MELBOURNE: Australia’s top sports federations on Monday pledged to achieve gender equality in pay for athletes and administrators as part of a blueprint issued by a local advocacy group.

The CEOs of Cricket Australia, the National Rugby League and Football Federation Australia, have signed up to the ‘Pathway to Pay Equality’ report by the Male Champions of Change Institute (MCC), which details a milestone-based approach to achieving pay equity between male and female athletes.

Other signatories include Golf Australia, Swimming Australia and Tennis Australia, which organises the Australian Open Grand Slam.

“Many of our elite women athletes are among the most successful on the world stage,” Kate Palmer, CEO of the federal government’s sports funding agency Sport Australia, said in a media release from the MCC on Mon­day. “We are a sports-loving nation, we are championing a system-wide reset in the way we support, pay and reward our female athletes. The benefits to our economy, our community and our athletes will be exponential.”

Having largely neglected women’s sport for decades, a number of Australia’s major federations have made significant investments in recent years, establishing professional leagues in cricket, soccer and Australian Rules football.

The initiatives have opened up pathways to more full-time careers in women’s sport, while hiking salaries from a low base.

But most female athletes still earn a fraction of their male counterparts.

Tennis legend Billie Jean King is a high-profile supporter of the new initiative.

“It is very heartening to see CEOs across major sports come together to achieve gender equality and pay equality in sport,” she said. “The idea of activating the entire sports eco-system to hasten change is an approach that could be considered and replicated throughout the world.”

Cricket Australia gave contracted women the same base hourly pay rate as men in the five-year collective bargaining agreement struck in 2017, but women play far less cricket.

The governing body estimated that contracted female cricketers would earn a minimum annual retainer of A$87,609 (US62,600) during the final year of the pay deal in 2021-22, while men would earn over A$313,000.

Cricket Australia’s ground-breaking 2017 pay deal introduced an equal base rate of pay for male and female elite cricketers for the first time, with that experience drawn upon to develop the Pathway to Pay Equality report.

“We want our women’s elite teams to help shape the brand of cricket, drive the game’s growth and continue to deliver international success,” said CA chief Kevin Roberts. “On every measure they have done this as athletes and ambassadors.
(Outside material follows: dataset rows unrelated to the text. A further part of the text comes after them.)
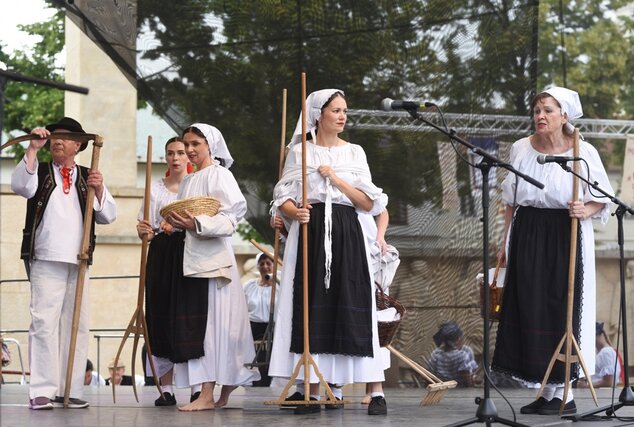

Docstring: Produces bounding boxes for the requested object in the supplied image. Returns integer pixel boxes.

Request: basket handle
[490,256,504,289]
[375,280,386,296]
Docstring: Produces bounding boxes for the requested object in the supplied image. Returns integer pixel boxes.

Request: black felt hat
[45,117,88,151]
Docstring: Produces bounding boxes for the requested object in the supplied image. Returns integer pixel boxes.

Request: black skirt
[491,206,583,383]
[145,231,208,363]
[290,203,374,357]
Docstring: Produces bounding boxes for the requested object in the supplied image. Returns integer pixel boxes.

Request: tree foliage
[537,0,634,119]
[134,1,633,238]
[1,5,65,162]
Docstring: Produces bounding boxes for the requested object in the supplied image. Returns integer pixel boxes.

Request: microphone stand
[554,163,634,421]
[401,107,542,427]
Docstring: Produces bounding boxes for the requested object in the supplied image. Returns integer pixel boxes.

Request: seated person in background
[428,321,478,387]
[243,252,279,387]
[105,358,145,387]
[577,322,624,388]
[84,359,105,386]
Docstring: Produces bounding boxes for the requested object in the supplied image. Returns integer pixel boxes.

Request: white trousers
[28,260,90,400]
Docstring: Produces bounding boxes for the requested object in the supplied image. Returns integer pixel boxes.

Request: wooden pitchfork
[1,131,101,408]
[264,73,343,408]
[537,128,598,413]
[111,136,162,403]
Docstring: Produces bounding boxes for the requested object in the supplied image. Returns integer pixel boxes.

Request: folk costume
[172,123,259,388]
[269,89,388,385]
[11,119,116,403]
[492,88,613,387]
[243,253,280,386]
[140,178,208,383]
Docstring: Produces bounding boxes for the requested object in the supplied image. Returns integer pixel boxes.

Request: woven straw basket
[376,284,406,347]
[159,196,220,219]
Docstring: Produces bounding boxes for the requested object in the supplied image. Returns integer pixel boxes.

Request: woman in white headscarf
[166,123,259,411]
[269,89,389,415]
[491,87,613,416]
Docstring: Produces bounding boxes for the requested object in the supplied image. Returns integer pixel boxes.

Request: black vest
[20,162,96,267]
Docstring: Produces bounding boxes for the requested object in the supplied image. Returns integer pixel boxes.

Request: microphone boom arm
[404,109,544,189]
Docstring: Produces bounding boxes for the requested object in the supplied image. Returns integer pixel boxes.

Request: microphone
[264,273,280,283]
[381,98,435,111]
[536,155,582,165]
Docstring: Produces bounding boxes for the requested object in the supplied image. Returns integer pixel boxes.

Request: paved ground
[2,384,634,426]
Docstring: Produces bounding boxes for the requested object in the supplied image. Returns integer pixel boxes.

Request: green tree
[1,5,65,162]
[536,0,634,119]
[139,0,440,238]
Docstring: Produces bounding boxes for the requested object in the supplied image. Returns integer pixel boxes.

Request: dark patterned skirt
[145,231,208,363]
[491,206,583,384]
[290,203,374,357]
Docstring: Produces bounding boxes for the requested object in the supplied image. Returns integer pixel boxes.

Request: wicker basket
[376,284,406,347]
[478,259,505,321]
[159,196,220,219]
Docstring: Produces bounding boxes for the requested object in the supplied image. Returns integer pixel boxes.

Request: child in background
[577,322,624,388]
[428,321,478,387]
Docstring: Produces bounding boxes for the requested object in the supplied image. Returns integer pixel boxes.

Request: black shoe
[281,391,304,409]
[537,398,576,415]
[154,392,176,407]
[51,396,90,409]
[190,391,201,403]
[520,397,548,414]
[325,396,343,410]
[368,396,387,415]
[293,397,320,414]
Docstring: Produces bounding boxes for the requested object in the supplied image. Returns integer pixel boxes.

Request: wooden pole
[111,136,163,403]
[264,76,340,407]
[63,135,103,407]
[0,132,98,152]
[246,89,287,369]
[537,128,598,413]
[268,87,287,336]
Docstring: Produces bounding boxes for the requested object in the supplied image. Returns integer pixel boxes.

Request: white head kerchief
[289,89,345,147]
[543,86,583,133]
[190,123,234,169]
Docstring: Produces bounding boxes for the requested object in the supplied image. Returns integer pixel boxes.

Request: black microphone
[264,273,280,283]
[536,155,582,165]
[381,98,435,111]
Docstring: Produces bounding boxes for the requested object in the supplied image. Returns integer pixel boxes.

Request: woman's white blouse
[272,142,387,216]
[501,137,613,224]
[137,179,178,230]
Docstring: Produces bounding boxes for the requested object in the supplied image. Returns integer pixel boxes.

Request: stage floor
[2,384,634,426]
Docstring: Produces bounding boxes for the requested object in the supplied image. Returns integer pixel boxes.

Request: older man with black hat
[11,117,117,410]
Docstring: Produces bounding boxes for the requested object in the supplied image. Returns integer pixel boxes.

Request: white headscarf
[289,88,345,146]
[542,86,583,133]
[190,123,234,169]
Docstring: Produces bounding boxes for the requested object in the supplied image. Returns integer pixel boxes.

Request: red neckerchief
[55,163,75,194]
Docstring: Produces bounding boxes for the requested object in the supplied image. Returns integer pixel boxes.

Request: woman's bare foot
[361,393,371,405]
[215,385,238,408]
[178,382,215,411]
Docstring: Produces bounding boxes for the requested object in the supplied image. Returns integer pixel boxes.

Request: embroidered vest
[20,162,96,266]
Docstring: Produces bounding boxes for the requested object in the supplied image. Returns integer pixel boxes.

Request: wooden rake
[111,136,162,403]
[537,128,598,414]
[264,73,344,408]
[244,88,286,370]
[386,344,457,405]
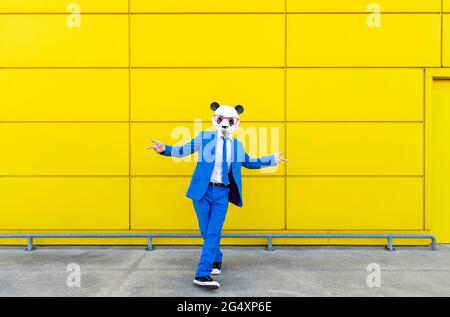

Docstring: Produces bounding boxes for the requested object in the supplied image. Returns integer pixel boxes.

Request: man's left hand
[274,152,288,165]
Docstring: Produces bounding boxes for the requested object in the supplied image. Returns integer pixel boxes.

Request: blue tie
[221,136,229,185]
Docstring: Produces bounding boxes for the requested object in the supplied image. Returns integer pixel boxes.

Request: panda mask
[210,102,244,135]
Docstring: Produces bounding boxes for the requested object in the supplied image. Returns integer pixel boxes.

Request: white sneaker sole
[193,279,220,289]
[211,268,221,275]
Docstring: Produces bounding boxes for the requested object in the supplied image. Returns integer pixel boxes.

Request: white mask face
[210,102,244,135]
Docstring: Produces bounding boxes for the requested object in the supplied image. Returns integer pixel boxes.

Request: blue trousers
[193,185,230,277]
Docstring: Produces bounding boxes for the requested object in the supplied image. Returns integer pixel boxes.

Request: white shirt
[210,131,233,184]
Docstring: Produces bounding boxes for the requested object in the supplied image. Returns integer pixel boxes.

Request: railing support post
[0,233,434,251]
[385,237,395,252]
[146,236,154,251]
[431,237,438,251]
[26,237,35,252]
[265,236,274,251]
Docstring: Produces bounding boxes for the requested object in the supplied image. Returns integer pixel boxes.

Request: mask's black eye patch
[229,118,235,126]
[216,116,224,124]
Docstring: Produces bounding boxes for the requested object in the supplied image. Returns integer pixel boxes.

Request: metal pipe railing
[0,233,437,252]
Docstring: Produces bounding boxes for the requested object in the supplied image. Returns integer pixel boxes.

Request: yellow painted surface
[287,0,441,12]
[132,123,200,176]
[131,14,284,67]
[4,230,429,247]
[131,177,197,230]
[0,233,332,247]
[444,14,450,67]
[287,123,423,175]
[131,0,284,12]
[131,122,285,176]
[426,79,450,243]
[0,177,129,230]
[0,123,129,175]
[131,177,285,230]
[0,3,449,246]
[0,69,129,121]
[327,230,431,246]
[234,123,285,176]
[288,14,440,67]
[0,15,128,67]
[287,69,423,121]
[131,69,284,122]
[287,177,423,230]
[0,0,128,12]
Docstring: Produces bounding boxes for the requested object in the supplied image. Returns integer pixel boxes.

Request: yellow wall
[1,0,449,246]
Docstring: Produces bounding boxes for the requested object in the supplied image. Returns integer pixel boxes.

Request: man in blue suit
[148,102,287,289]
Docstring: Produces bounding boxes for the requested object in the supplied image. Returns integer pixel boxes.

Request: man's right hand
[146,139,166,154]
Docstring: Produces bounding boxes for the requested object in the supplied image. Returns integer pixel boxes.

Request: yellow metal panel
[445,1,450,12]
[287,14,440,67]
[0,231,25,246]
[6,236,259,246]
[131,177,284,230]
[237,123,285,176]
[328,230,430,246]
[287,0,441,12]
[0,0,128,12]
[131,69,284,122]
[0,69,128,121]
[131,14,284,67]
[287,68,423,121]
[131,177,197,230]
[0,15,128,67]
[132,123,284,176]
[0,177,129,230]
[132,123,198,176]
[226,177,285,230]
[0,123,129,175]
[0,3,440,245]
[287,177,423,230]
[426,79,450,243]
[444,14,450,67]
[287,123,423,175]
[131,0,284,12]
[0,230,427,246]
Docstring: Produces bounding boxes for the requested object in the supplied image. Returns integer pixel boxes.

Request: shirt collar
[217,130,233,141]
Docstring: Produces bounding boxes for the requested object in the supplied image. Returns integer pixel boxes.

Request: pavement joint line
[98,252,148,297]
There is no question they deserve pay parity and we developed a model to achieve this.”

Minimum annual player contracts in the W-League, Australia’s top women’s soccer competition, were A$12,287, less than a fifth of the minimum salaries enjoyed by players in the men’s A-League (A$64,113).

Tennis Australia offers equal prize-money at the Australian Open in keeping with the other three Grand Slams.